As many as 11 political parties, including the Samajwadi Party, Janata Dal (United) and Communist Party of India (Marxist), have joined hands to form a Third Front, in an alliance which seeks to position itself as the third alternative to the ruling Congress-led United Progressive Alliance (UPA) and BJP-led National Democratic Alliance (NDA).
The leaders of these parties called a meeting at Tripura Bhavan in Delhi on Tuesday, the largest gathering of the coalition-in-the-making.
The general election is slated to be held by April-May and an announcement on the schedule is expected to be made by next week.
“It is time for a change and to throw out the Congress from power…There has to be an alternative to the Congress and the BJP—an alternative which has a democratic, secular, federal and pro-people development agenda,” the parties said in a joint declaration.
These eleven parties together have around 92 seats in the current Lok Sabha and represents states which account for 298 seats, or over half of the parliament. What complicates the poll maths for these political outfits is that almost all of them are regional parties and only if they win all seats in their own states, a far-fetched scenario, they can think of crossing the majority seat mark required to run the government.
All India Anna Dravida Munnetra Kazhagam (AIADMK); the Jharkhand Vikas Morcha (Prajatantrik); All India Forward Bloc; Revolutionary Socialist Party, Janata Dal (Secular), Assam Gana Parishad (AGP) and Biju Janata Dal (BJD) are among the 11 parties that came together to form third front.
Some of these parties such as Janata Dal (United) and BJD were previously part of NDA. Interestingly, representatives of AGP and BJD were not present in the meeting on Tuesday.
Leaders of some of these parties like AIADMK’s J Jayalalithaa, Samajwadi Party’s Mulayam Singh Yadav and JD (U)’s Nitish Kumar are said to be nursing ambitions of becoming the next prime minister.
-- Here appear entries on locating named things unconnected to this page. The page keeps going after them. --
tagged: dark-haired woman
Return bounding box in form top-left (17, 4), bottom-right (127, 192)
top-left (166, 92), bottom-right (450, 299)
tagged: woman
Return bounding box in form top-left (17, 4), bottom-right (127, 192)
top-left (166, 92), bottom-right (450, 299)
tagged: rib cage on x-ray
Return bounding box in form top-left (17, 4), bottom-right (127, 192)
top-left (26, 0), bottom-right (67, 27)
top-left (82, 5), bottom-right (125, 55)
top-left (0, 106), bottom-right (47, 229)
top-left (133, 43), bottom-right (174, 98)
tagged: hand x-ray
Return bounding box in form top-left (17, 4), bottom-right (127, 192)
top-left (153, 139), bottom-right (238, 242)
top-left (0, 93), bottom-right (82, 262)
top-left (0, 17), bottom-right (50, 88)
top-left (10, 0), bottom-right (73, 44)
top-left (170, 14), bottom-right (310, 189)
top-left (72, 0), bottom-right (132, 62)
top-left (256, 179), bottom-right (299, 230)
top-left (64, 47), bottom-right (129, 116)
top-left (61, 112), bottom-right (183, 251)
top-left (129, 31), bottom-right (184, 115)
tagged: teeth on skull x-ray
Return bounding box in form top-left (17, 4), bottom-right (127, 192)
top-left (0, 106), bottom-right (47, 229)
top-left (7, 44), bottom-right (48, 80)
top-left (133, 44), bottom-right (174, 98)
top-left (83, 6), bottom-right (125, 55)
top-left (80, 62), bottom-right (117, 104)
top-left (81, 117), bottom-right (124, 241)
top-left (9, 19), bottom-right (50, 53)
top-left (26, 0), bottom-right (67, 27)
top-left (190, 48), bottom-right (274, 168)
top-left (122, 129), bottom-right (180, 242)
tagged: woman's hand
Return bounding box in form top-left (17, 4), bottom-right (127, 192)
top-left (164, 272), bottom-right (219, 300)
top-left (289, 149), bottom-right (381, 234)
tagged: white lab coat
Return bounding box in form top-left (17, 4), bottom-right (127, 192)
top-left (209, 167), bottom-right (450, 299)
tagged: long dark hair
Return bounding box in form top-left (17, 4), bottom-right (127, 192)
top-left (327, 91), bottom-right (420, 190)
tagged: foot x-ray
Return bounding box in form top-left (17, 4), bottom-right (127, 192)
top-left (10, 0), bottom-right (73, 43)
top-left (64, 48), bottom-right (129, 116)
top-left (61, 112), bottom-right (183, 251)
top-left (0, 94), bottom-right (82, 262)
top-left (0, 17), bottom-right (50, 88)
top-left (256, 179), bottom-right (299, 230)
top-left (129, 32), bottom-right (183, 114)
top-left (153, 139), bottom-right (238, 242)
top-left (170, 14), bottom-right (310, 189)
While the idea of a ‘third front’ is not new and such an alliance had previously also led the country in the 90s under a short stint, the alliance—if it sticks post-elections—could affect plans of NDA, if it indeed emerges as the top coalition, as suggested by the polls.
It is to be seen if all the parties in this alliance remain together or some of them break away to join NDA after the elections.
Some parties like Ram Vilas Paswan-led Lok Janshakti Party (LJP) has kept its options open, even as there are rumours of the party looking at an alliance with BJP-led NDA as an alternative to its proposed partnership with Congress or RJD.